Why I’d Buy GRNY Over the SPY

Photo of Joey Frenette
By Joey Frenette Published

Key Points

  • Tom Lee has been right to be bullish. Investors are flocking into his GRNY ETF.

  • The GRNY ETF has outperformed the SPY so far, thanks to its relatively equal weighting across some of the most promising, hand-picked names.

  • Don’t bet against Tom Lee’s thematic approach. It has more than one thing over the SPY.

This post may contain links from our sponsors and affiliates, and Flywheel Publishing may receive compensation for actions taken through them.
Why I’d Buy GRNY Over the SPY

© Drew Angerer/ Getty Images News via Getty Images

Fundstrat’s Tom Lee has been a notable pundit in this wildly bullish stock market.

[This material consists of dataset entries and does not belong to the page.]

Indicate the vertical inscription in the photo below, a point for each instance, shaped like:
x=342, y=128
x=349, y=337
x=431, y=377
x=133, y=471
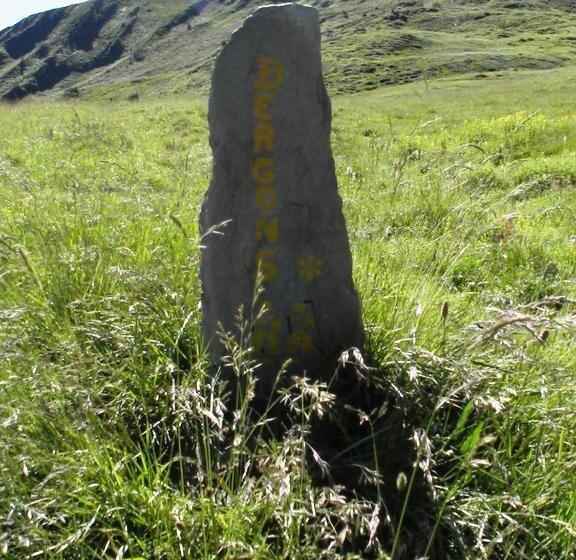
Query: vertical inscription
x=266, y=336
x=271, y=335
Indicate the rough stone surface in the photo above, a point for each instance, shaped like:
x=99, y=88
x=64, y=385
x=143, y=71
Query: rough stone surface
x=272, y=211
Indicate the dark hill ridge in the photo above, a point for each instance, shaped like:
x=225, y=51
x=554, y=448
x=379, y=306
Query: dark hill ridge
x=113, y=47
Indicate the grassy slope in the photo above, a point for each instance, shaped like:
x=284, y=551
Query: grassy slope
x=455, y=191
x=367, y=43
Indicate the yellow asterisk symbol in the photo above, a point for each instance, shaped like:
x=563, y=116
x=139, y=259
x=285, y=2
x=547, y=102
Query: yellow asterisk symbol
x=309, y=268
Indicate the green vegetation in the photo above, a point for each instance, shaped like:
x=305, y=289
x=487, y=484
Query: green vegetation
x=461, y=207
x=109, y=48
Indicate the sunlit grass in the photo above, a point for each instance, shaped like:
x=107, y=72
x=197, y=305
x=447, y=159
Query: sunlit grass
x=460, y=204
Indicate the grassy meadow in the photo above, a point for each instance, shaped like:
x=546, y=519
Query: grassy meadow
x=460, y=202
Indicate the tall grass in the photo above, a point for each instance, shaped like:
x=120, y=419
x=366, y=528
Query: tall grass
x=452, y=436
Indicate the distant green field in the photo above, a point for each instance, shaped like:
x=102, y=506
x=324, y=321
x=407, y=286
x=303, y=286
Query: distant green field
x=460, y=199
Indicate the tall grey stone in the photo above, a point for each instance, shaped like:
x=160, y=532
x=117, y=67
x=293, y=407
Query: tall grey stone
x=272, y=215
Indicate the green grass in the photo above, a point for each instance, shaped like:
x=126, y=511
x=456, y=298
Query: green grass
x=460, y=201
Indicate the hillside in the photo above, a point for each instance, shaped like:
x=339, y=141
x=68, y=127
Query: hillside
x=112, y=48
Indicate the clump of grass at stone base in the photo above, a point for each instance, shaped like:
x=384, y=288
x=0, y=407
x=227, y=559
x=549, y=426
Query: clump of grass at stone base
x=457, y=444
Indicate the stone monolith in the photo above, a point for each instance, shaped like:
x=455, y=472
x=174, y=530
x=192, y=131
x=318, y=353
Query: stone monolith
x=273, y=233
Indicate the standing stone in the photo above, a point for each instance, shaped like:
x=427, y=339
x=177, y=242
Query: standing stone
x=272, y=216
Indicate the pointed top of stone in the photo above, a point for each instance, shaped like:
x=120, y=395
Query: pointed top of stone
x=283, y=255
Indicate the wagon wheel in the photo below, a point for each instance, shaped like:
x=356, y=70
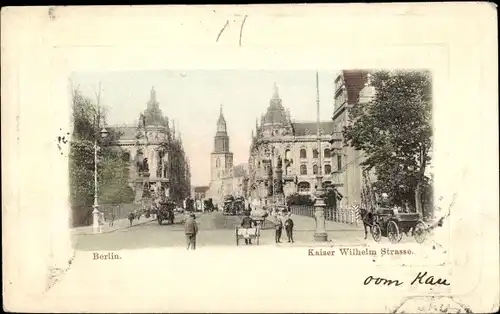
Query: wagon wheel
x=419, y=232
x=237, y=240
x=376, y=232
x=393, y=232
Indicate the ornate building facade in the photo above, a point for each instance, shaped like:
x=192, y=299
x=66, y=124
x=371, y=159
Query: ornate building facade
x=159, y=163
x=288, y=149
x=225, y=178
x=351, y=87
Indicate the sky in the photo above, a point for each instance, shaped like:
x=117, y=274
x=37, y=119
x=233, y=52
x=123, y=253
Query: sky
x=193, y=98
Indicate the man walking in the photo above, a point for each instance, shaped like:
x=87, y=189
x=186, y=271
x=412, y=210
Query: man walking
x=246, y=224
x=289, y=227
x=279, y=227
x=191, y=229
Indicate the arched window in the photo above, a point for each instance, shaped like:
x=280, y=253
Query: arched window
x=303, y=153
x=328, y=169
x=126, y=157
x=304, y=186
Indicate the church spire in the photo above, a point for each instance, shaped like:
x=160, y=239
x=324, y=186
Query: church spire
x=221, y=123
x=153, y=94
x=276, y=94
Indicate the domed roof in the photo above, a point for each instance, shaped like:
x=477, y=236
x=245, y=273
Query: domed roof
x=276, y=113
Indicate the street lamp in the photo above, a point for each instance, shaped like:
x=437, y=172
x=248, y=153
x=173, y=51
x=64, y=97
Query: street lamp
x=320, y=234
x=95, y=213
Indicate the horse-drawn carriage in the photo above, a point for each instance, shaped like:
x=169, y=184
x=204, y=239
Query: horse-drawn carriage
x=392, y=224
x=165, y=211
x=234, y=206
x=248, y=233
x=208, y=205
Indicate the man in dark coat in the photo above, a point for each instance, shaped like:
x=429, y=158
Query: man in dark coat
x=289, y=227
x=191, y=230
x=247, y=223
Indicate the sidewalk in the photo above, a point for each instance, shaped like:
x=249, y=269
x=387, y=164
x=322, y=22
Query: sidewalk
x=305, y=223
x=117, y=224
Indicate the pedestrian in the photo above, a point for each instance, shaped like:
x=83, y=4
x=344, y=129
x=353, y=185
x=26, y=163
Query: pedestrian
x=289, y=227
x=101, y=221
x=191, y=230
x=246, y=224
x=131, y=217
x=279, y=227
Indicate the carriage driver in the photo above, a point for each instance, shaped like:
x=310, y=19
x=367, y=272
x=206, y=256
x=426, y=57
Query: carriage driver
x=247, y=223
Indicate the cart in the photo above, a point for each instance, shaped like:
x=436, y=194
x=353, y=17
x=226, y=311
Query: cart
x=228, y=205
x=391, y=224
x=250, y=233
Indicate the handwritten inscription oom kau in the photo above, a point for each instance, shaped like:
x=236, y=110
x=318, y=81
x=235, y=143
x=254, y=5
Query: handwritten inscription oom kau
x=420, y=279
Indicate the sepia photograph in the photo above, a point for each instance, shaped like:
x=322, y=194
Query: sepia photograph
x=270, y=158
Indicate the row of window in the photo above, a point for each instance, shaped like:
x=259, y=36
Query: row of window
x=306, y=186
x=327, y=153
x=303, y=169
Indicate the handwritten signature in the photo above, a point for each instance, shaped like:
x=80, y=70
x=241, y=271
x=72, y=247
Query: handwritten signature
x=420, y=279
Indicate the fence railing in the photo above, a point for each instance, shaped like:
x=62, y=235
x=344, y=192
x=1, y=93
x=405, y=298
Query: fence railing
x=341, y=215
x=83, y=216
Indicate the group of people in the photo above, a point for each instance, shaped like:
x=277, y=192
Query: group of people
x=284, y=220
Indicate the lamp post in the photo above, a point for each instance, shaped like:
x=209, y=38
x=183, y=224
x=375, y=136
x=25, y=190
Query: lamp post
x=320, y=234
x=95, y=213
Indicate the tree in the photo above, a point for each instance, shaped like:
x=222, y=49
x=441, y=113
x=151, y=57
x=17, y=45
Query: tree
x=394, y=131
x=112, y=168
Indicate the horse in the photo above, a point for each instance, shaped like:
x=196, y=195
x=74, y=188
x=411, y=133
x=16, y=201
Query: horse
x=367, y=219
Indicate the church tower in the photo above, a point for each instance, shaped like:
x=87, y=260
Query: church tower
x=222, y=157
x=221, y=163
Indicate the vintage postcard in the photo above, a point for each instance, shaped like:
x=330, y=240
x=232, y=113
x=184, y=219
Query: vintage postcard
x=282, y=158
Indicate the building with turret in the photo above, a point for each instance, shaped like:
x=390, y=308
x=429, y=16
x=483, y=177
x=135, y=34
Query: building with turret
x=225, y=178
x=158, y=162
x=351, y=87
x=287, y=148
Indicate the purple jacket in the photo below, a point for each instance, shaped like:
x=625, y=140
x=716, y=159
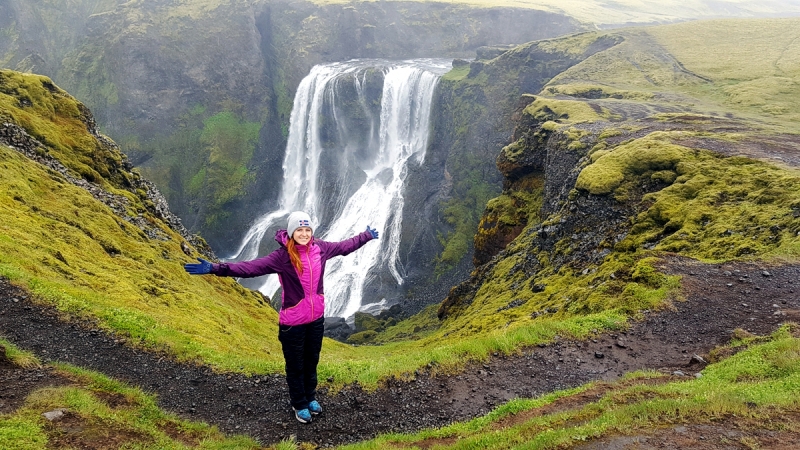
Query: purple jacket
x=303, y=299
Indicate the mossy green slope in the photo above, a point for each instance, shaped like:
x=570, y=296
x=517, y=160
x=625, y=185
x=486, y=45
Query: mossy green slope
x=658, y=172
x=528, y=296
x=100, y=413
x=73, y=251
x=753, y=390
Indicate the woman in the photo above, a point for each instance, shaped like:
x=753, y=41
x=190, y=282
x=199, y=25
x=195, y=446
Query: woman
x=300, y=265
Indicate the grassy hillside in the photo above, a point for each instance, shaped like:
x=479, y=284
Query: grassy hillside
x=751, y=392
x=657, y=121
x=102, y=253
x=83, y=258
x=99, y=412
x=637, y=11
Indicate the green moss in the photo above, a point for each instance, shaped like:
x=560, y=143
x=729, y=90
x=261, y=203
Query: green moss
x=456, y=73
x=105, y=410
x=722, y=208
x=595, y=91
x=571, y=111
x=415, y=327
x=610, y=168
x=362, y=337
x=756, y=385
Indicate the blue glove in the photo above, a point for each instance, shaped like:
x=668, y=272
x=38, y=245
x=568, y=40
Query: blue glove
x=373, y=232
x=198, y=269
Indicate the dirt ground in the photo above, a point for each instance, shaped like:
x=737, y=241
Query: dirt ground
x=719, y=298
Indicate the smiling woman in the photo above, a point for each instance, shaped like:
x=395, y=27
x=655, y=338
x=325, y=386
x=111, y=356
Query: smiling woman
x=300, y=265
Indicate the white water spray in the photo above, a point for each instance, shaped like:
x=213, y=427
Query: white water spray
x=404, y=127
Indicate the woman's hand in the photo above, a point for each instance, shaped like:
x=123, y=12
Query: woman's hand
x=373, y=232
x=198, y=269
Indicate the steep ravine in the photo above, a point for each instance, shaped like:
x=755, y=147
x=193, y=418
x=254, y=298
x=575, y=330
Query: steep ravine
x=163, y=77
x=257, y=406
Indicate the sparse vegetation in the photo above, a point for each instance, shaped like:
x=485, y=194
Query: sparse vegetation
x=753, y=388
x=99, y=412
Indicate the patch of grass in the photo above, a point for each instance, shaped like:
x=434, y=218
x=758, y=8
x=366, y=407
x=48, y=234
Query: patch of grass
x=563, y=110
x=715, y=208
x=22, y=358
x=758, y=384
x=103, y=412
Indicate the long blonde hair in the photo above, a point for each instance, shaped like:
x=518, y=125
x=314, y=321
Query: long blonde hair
x=294, y=255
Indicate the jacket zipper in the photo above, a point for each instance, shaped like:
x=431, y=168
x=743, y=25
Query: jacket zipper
x=310, y=280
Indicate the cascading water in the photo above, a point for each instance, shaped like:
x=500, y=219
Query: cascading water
x=369, y=162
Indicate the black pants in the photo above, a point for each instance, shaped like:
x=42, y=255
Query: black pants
x=301, y=346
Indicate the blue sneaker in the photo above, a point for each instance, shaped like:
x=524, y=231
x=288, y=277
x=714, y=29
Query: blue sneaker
x=302, y=415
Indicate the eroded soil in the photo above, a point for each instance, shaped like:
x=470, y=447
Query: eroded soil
x=718, y=299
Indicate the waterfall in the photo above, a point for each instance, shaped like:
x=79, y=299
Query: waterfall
x=345, y=165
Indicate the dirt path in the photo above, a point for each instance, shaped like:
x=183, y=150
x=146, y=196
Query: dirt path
x=720, y=298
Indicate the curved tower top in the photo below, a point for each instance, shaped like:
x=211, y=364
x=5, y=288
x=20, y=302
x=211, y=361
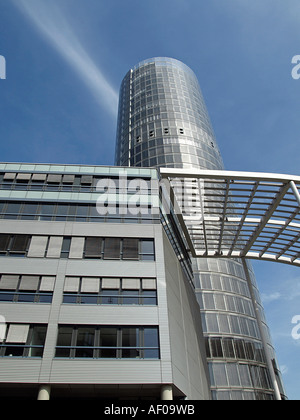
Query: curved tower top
x=163, y=120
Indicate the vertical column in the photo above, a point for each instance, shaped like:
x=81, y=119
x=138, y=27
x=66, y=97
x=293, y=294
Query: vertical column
x=166, y=393
x=262, y=333
x=44, y=393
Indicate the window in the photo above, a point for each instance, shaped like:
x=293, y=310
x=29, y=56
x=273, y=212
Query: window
x=23, y=340
x=116, y=249
x=26, y=288
x=110, y=291
x=147, y=250
x=14, y=245
x=93, y=248
x=112, y=248
x=130, y=249
x=94, y=342
x=65, y=249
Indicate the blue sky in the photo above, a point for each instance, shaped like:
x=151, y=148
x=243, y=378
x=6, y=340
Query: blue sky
x=65, y=62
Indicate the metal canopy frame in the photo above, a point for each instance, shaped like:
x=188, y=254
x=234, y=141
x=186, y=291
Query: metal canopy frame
x=229, y=214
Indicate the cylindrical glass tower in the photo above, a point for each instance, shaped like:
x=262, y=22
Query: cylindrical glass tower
x=163, y=122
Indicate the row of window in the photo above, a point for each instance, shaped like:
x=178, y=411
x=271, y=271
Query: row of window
x=79, y=290
x=92, y=342
x=67, y=247
x=43, y=211
x=26, y=288
x=223, y=283
x=224, y=302
x=233, y=348
x=239, y=375
x=108, y=342
x=74, y=183
x=229, y=324
x=241, y=395
x=110, y=291
x=59, y=179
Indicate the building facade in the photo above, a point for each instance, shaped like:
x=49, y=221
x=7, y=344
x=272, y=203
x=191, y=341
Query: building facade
x=163, y=122
x=95, y=302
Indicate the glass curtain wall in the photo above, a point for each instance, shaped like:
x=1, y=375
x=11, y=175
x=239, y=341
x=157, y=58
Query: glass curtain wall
x=163, y=122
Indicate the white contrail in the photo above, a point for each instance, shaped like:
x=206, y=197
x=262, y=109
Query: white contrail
x=49, y=20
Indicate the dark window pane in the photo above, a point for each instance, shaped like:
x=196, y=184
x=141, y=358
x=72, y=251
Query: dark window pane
x=110, y=297
x=151, y=338
x=112, y=248
x=4, y=241
x=130, y=249
x=30, y=208
x=47, y=209
x=93, y=247
x=64, y=336
x=108, y=337
x=62, y=209
x=70, y=298
x=14, y=351
x=85, y=337
x=13, y=208
x=130, y=297
x=130, y=337
x=19, y=243
x=6, y=297
x=88, y=300
x=147, y=246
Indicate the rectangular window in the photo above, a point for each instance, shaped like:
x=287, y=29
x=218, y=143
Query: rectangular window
x=110, y=342
x=110, y=291
x=23, y=340
x=19, y=244
x=112, y=248
x=93, y=248
x=4, y=241
x=130, y=249
x=65, y=249
x=26, y=288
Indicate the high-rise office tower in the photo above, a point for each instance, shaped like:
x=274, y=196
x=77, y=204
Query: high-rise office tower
x=163, y=122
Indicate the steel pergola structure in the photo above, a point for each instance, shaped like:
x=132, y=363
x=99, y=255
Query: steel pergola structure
x=229, y=214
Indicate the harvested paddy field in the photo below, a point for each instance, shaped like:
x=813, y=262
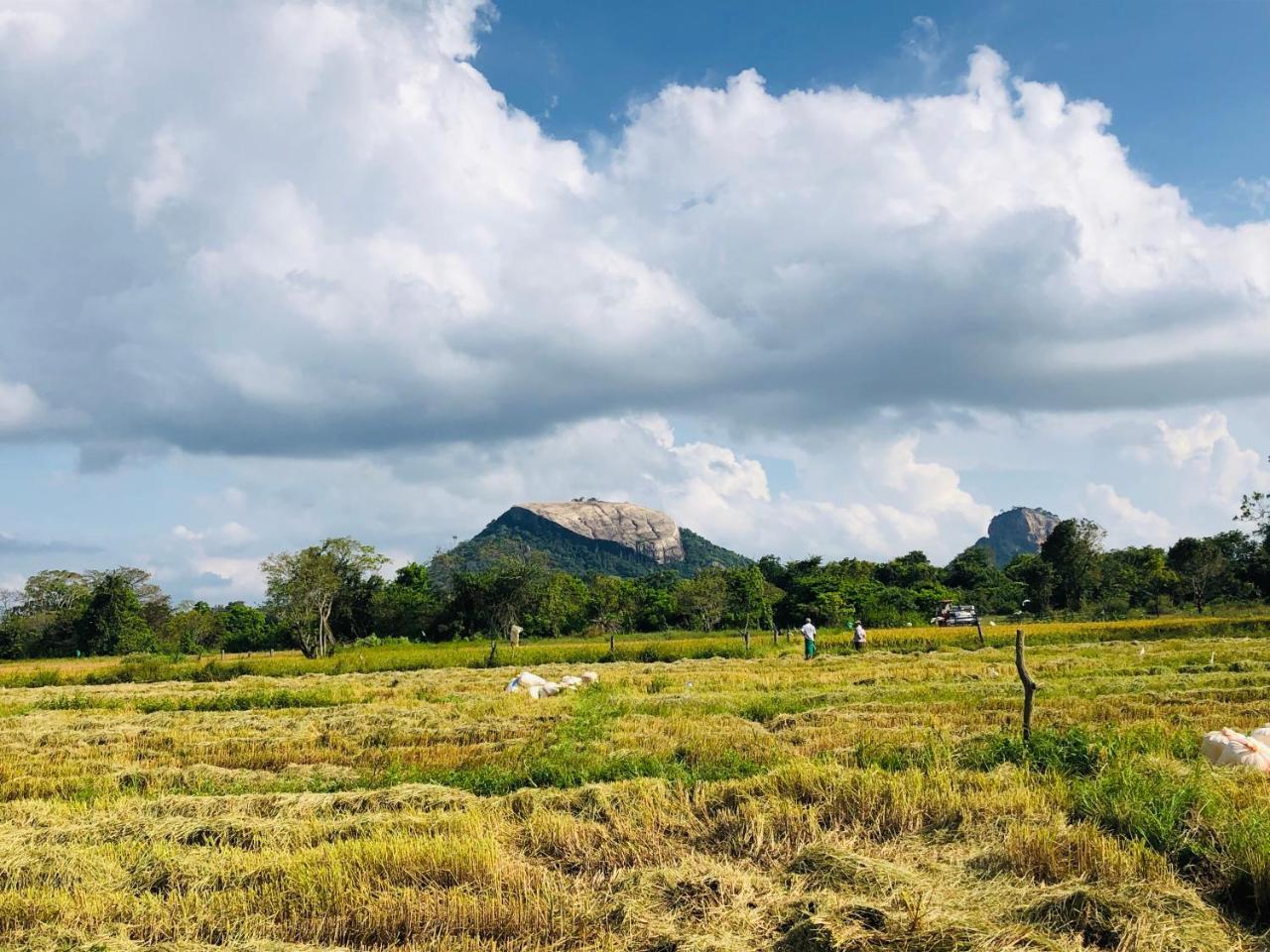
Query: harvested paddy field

Even in times of panic, like earlier this year when investors sold stocks shortly following Liberation Day and the tariff-ying reciprocal tariffs to be slapped on just about every nation, Tom Lee kept his cool.

Sure, he’s been mostly bullish over the years despite the odd market upset or correction. And while some may think he’s a perma-bull of sorts, I think the man deserves a bit of the spotlight for being right. Sure, you’re not going to sound as smart if you’re bullish. The bears tend to sound smarter. However, at the end of the day, it’s about who’s right and the track record of calls.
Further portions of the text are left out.